Kinshasa: des femmes et des jeunes filles formées au féminisme et au numérique pour lutter contre le cyberharcèlement

formation au numérique
Formation sur le féminisme et le numérique à Kinshasa

Du mercredi 3 au vendredi 5 décembre 2025, des femmes et jeunes filles issues de divers secteurs participent à une formation sur le féminisme et le numérique à Kinshasa, capitale de la République démocratique du Congo. Cette activité s’inscrit dans le cadre des « 16 jours d’activisme », dont le thème international, cette année, porte sur le numérique et son impact sur les femmes.

Organisée en collaboration avec le mouvement féministe Bisobasi Telema et le Goethe-Institut, avec le soutien du ministère des Affaires étrangères allemand, cette formation vise à permettre aux participantes d’acquérir de nouvelles compétences pour se protéger contre le cyberharcèlement, la cyberviolence, la désinformation et les discours de haine. Ces phénomènes restreignent leurs droits dans la société congolaise et freinent leur leadership, leur participation aux instances de décision ainsi que leur ascension professionnelle.

Princilia Masengu, membre de Bisobasi Telema, a expliqué que la formation avait pour objectif d’outiller les femmes et de les sensibiliser aux différents impacts, positifs comme négatifs, du numérique, ainsi qu’aux stratégies à adopter face au harcèlement en ligne.

« Il est essentiel d’outiller les femmes et de les informer sur les enjeux du numérique. Chaque jour, on constate comment les femmes sont harcelées et, trop souvent, contraintes de se retirer. Aujourd’hui, la violence n’est plus seulement physique, elle est aussi virtuelle, notamment sur les réseaux sociaux tels que Facebook ou TikTok. Nous voulons donner aux femmes les moyens de comprendre ces impacts et de se défendre efficacement », a-t-elle souligné, en évoquant la création d’une armée numérique  chargée de sensibiliser les femmes à l’usage sûr et responsable du numérique.  

Pour sa part, Christian Moleka Ndombo, formateur, a appelé les femmes à la résilience et au soutien mutuel pour lutter contre le cyberharcèlement.  
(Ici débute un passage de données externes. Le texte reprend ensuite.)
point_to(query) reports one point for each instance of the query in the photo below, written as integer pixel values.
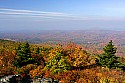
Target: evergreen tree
(108, 58)
(23, 55)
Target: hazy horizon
(62, 15)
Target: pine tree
(108, 58)
(23, 55)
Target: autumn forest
(75, 58)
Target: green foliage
(58, 61)
(108, 58)
(23, 55)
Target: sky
(62, 15)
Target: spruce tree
(23, 55)
(108, 58)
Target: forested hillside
(67, 63)
(93, 41)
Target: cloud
(5, 11)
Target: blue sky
(62, 14)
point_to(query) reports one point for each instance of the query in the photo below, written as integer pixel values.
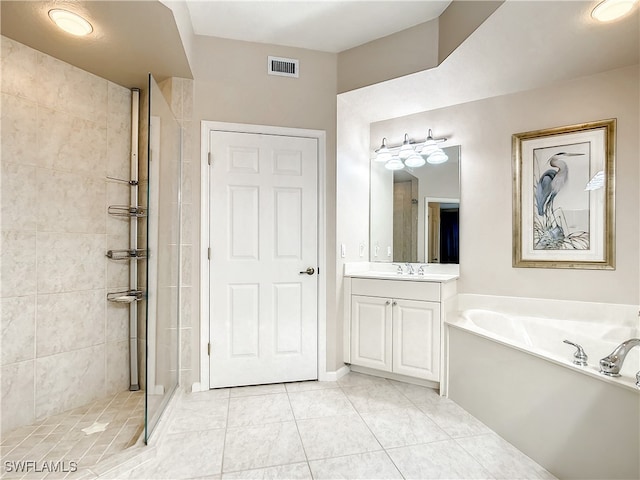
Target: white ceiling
(522, 46)
(325, 25)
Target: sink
(427, 277)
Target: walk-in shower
(161, 172)
(87, 341)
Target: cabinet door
(371, 332)
(416, 339)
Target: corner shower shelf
(136, 253)
(126, 211)
(126, 296)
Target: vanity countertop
(433, 272)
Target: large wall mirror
(414, 212)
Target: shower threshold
(74, 440)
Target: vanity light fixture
(430, 145)
(412, 155)
(406, 149)
(610, 10)
(70, 22)
(415, 160)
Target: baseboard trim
(334, 376)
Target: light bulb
(610, 10)
(414, 161)
(70, 22)
(406, 149)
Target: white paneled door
(264, 256)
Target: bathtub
(514, 373)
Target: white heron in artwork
(552, 181)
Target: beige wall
(483, 129)
(231, 85)
(63, 132)
(402, 53)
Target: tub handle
(579, 357)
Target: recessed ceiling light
(70, 22)
(610, 10)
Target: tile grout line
(304, 450)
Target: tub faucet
(579, 358)
(612, 363)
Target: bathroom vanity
(394, 322)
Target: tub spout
(612, 363)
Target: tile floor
(360, 427)
(115, 424)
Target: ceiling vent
(284, 67)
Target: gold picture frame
(564, 197)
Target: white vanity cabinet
(395, 326)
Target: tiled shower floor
(114, 424)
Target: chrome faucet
(579, 358)
(612, 363)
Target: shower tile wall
(63, 132)
(179, 95)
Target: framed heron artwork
(564, 197)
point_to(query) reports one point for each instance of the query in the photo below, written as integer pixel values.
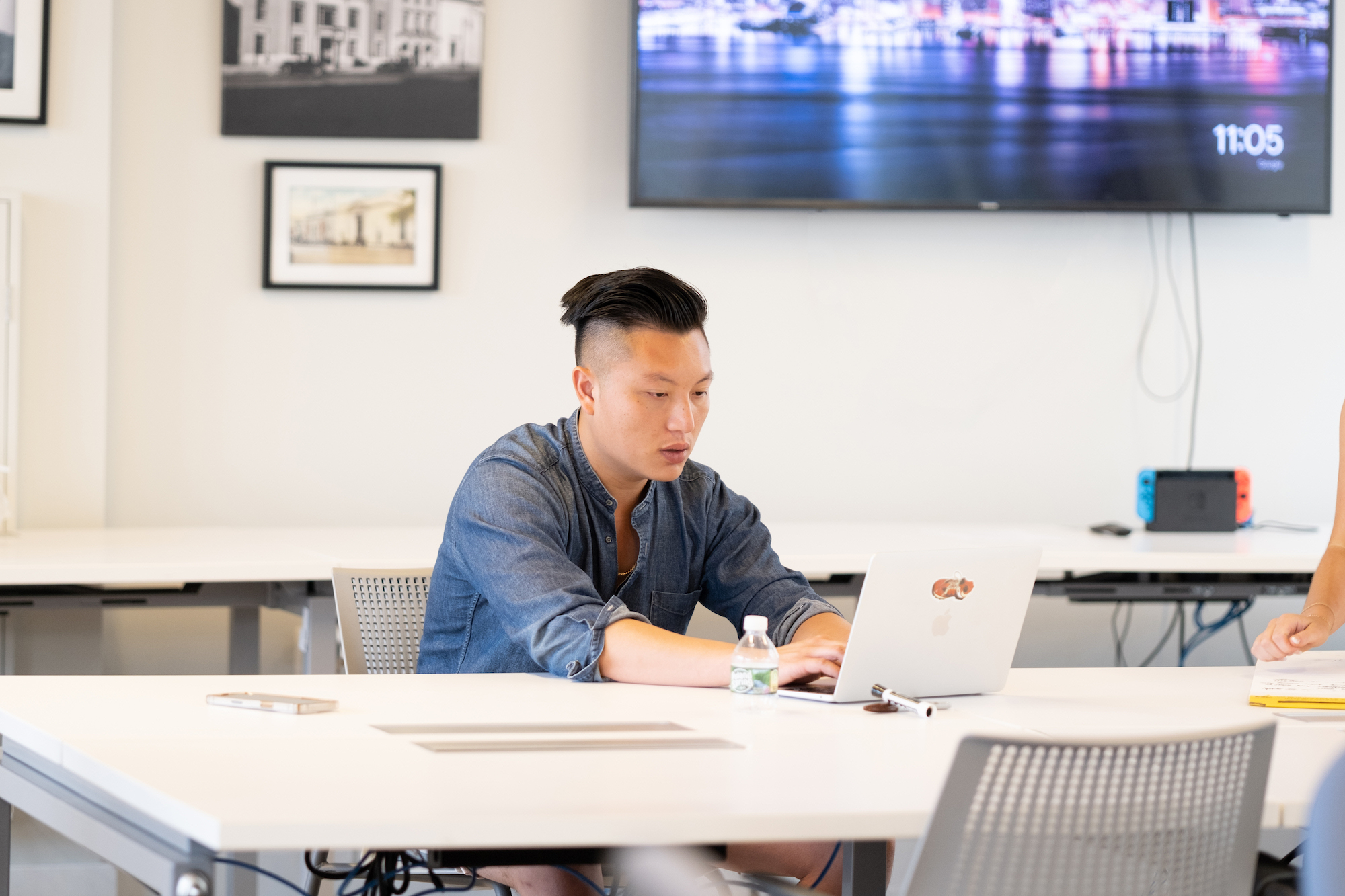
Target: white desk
(198, 555)
(291, 568)
(147, 775)
(237, 568)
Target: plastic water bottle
(755, 669)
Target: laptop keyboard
(812, 689)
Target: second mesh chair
(381, 614)
(1159, 817)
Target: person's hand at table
(805, 659)
(1295, 633)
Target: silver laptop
(934, 623)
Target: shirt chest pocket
(670, 611)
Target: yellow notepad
(1315, 680)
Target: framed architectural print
(25, 28)
(353, 69)
(352, 227)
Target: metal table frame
(313, 600)
(173, 864)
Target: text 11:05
(1253, 139)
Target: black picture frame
(40, 72)
(424, 274)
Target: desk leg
(6, 823)
(244, 641)
(321, 619)
(866, 870)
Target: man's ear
(586, 388)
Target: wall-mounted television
(1149, 106)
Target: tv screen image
(1155, 106)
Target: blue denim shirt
(527, 576)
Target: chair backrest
(1324, 853)
(381, 614)
(1176, 817)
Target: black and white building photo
(353, 68)
(6, 45)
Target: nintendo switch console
(1194, 499)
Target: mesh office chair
(1175, 817)
(381, 614)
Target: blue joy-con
(1145, 495)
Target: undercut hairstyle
(631, 299)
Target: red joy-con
(1245, 495)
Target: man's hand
(802, 661)
(1295, 633)
(817, 649)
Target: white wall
(871, 365)
(64, 170)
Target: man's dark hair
(631, 299)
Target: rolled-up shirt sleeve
(508, 528)
(743, 573)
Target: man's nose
(684, 416)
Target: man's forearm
(642, 654)
(824, 624)
(1327, 596)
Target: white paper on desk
(1316, 676)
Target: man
(1324, 608)
(583, 548)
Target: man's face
(648, 397)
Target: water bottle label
(754, 681)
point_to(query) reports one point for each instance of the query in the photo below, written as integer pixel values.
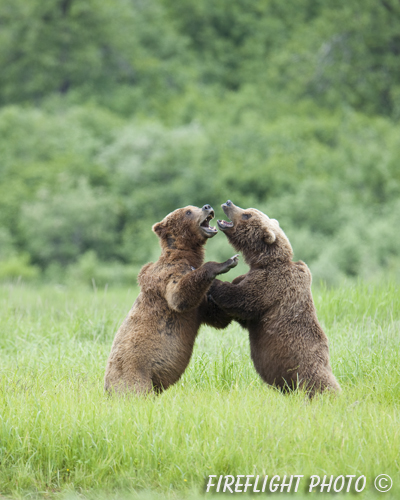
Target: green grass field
(60, 436)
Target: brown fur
(153, 346)
(274, 302)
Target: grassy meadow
(60, 436)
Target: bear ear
(269, 237)
(159, 228)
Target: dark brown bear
(154, 344)
(274, 302)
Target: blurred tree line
(114, 113)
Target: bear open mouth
(206, 228)
(223, 224)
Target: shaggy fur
(153, 346)
(274, 302)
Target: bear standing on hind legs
(154, 344)
(273, 301)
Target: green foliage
(115, 113)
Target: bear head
(186, 228)
(259, 238)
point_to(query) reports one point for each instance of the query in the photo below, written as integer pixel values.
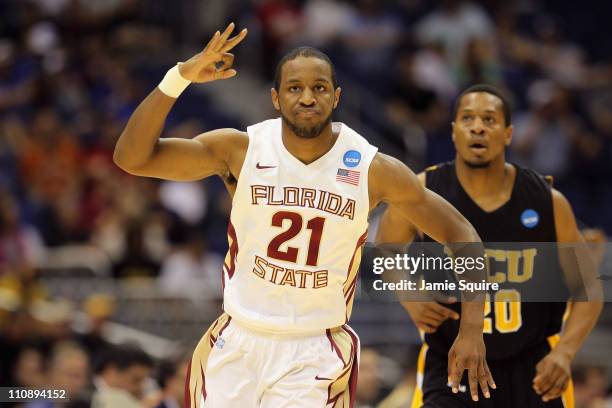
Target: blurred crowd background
(108, 280)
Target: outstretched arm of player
(396, 229)
(553, 371)
(394, 183)
(140, 150)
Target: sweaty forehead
(306, 69)
(481, 101)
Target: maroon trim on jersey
(233, 250)
(187, 394)
(203, 381)
(335, 346)
(348, 292)
(355, 367)
(360, 242)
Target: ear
(274, 96)
(508, 135)
(337, 96)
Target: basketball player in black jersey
(529, 361)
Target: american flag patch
(348, 176)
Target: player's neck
(309, 150)
(485, 181)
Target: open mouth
(307, 112)
(478, 148)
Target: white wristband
(173, 83)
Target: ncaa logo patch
(220, 343)
(530, 218)
(351, 158)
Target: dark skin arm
(395, 229)
(392, 182)
(554, 370)
(141, 151)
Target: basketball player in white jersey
(302, 189)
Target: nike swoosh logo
(259, 166)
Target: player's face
(306, 97)
(480, 132)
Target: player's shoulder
(437, 173)
(230, 135)
(533, 180)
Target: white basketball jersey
(296, 232)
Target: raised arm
(553, 371)
(394, 183)
(140, 150)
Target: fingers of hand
(227, 60)
(228, 30)
(558, 388)
(232, 42)
(213, 42)
(455, 372)
(490, 379)
(473, 380)
(483, 379)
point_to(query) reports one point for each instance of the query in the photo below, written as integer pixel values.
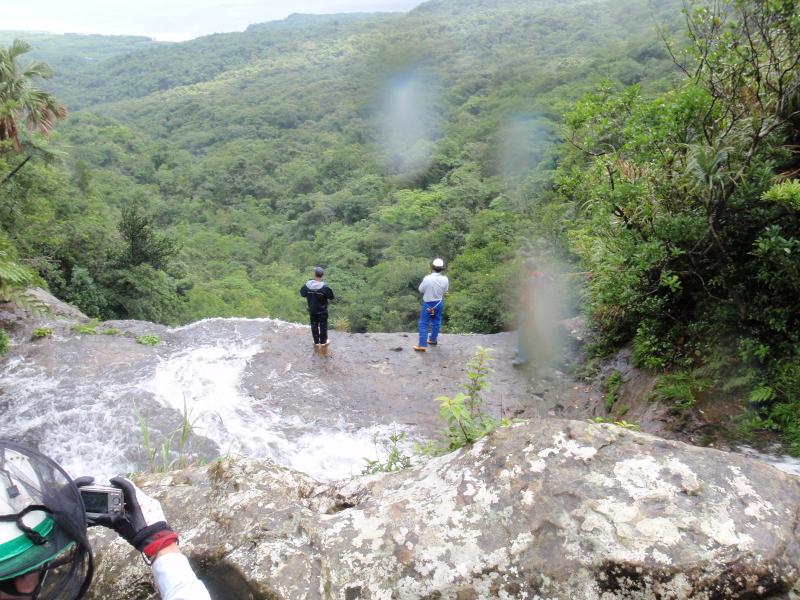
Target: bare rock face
(551, 509)
(39, 306)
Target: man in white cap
(433, 288)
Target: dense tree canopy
(208, 178)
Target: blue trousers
(430, 322)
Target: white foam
(208, 380)
(786, 463)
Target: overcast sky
(170, 20)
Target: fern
(13, 277)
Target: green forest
(650, 148)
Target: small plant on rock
(5, 343)
(466, 421)
(149, 340)
(396, 460)
(612, 384)
(618, 422)
(89, 328)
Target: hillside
(266, 152)
(207, 178)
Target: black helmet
(42, 526)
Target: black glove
(142, 524)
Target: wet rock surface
(544, 509)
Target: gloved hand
(142, 524)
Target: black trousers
(319, 328)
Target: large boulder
(550, 509)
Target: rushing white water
(785, 463)
(205, 382)
(77, 400)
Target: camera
(102, 500)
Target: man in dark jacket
(317, 293)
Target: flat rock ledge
(552, 509)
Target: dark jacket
(317, 294)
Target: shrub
(680, 389)
(612, 384)
(396, 459)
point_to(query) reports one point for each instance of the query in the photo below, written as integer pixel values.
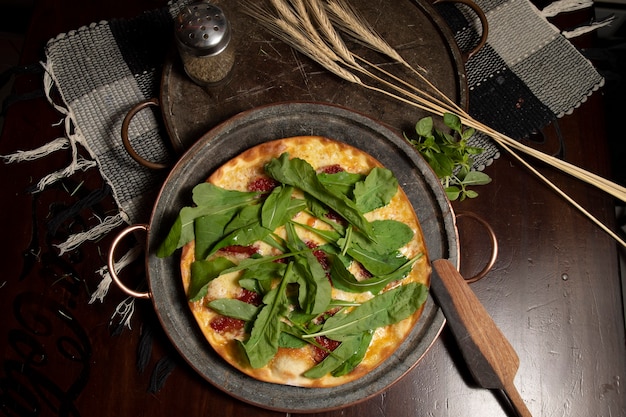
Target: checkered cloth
(526, 76)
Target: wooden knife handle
(489, 356)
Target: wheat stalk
(330, 51)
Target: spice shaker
(203, 39)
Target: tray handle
(494, 245)
(111, 260)
(126, 141)
(483, 22)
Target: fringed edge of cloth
(564, 6)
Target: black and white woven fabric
(528, 75)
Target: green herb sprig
(450, 156)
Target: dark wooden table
(554, 291)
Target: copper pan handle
(111, 260)
(494, 245)
(483, 22)
(126, 141)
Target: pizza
(303, 261)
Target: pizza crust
(288, 365)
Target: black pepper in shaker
(203, 37)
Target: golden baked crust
(289, 364)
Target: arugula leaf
(300, 174)
(341, 182)
(210, 200)
(202, 273)
(344, 280)
(375, 263)
(387, 308)
(275, 211)
(390, 236)
(259, 277)
(265, 335)
(314, 290)
(376, 190)
(352, 362)
(253, 230)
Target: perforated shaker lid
(202, 29)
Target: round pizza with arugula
(303, 261)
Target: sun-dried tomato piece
(223, 324)
(262, 184)
(321, 256)
(332, 169)
(250, 297)
(327, 345)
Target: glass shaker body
(203, 39)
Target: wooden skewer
(488, 354)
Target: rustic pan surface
(227, 141)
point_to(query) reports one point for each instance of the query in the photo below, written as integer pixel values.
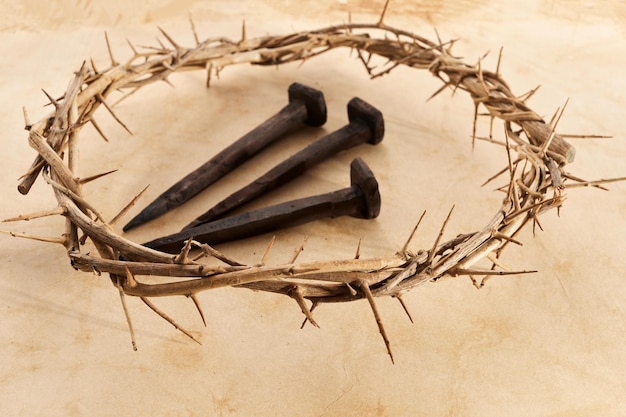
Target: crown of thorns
(534, 171)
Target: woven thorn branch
(535, 174)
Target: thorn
(499, 62)
(382, 15)
(431, 254)
(183, 257)
(439, 90)
(34, 237)
(351, 289)
(358, 250)
(499, 235)
(547, 143)
(313, 306)
(490, 272)
(36, 215)
(93, 66)
(296, 294)
(169, 320)
(169, 39)
(163, 48)
(52, 100)
(27, 124)
(526, 96)
(412, 235)
(476, 104)
(130, 278)
(266, 254)
(196, 302)
(106, 38)
(208, 250)
(132, 47)
(298, 251)
(97, 127)
(101, 99)
(583, 183)
(193, 29)
(82, 181)
(129, 322)
(379, 322)
(404, 306)
(125, 96)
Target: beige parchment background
(548, 344)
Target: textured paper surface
(548, 344)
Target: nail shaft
(306, 106)
(366, 126)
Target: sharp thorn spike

« Les femmes doivent d’abord apprendre à résister, car le harcèlement est intentionnel et vise souvent à invisibiliser ou exclure une personne des débats. Il faut donc développer des capacités psychologiques pour y faire face. Le soutien d’autres femmes, notamment via les réseaux d’activistes, est crucial pour surmonter les conséquences psychologiques de ces violences numériques. »  

Il a également lancé un appel au gouvernement congolais, via le ministère du Numérique, pour qu’il promeuve activement, informe et diffuse le code numérique congolais, soulignant que cette initiative est essentielle pour réguler l’espace numérique, renforcer la sécurité des échanges en ligne et encadrer l’usage des technologies dans le pays.  

Rose Mvula assure que cette formation lui a donné le courage de lutter contre les violences et les harcèlements, « qu’ils soient perpétrés par des hommes ou d’autres femmes. Elle m’a également sensibilisée à l’importance de faire entendre la voix de celles et ceux qui souffrent en silence pour prévenir des conséquences graves sur la santé mentale, notamment chez les jeunes. »  

Pour Ursule Sanduku, « il ne s’agit pas de s’opposer aux hommes, mais de promouvoir l’équilibre dans la société. Nous avons aussi discuté des enjeux liés au numérique et des dangers de trop exposer nos informations personnelles, car elles peuvent être utilisées contre nous. En tant qu’activistes, il est crucial de publier en toute conscience. »  

Bisobasi Telema est un mouvement féministe qui milite pour l’application et la vulgarisation des droits des femmes. Sa mission consiste à éveiller la conscience des femmes en leur faisant connaître leurs droits, afin de faire progresser l’égalité et de contribuer à l’élimination des violences basées sur le genre. Le mouvement œuvre également pour exiger le respect et l’application des textes légaux en faveur des femmes en RDC, dans le but de garantir un monde plus juste et meilleur pour tous.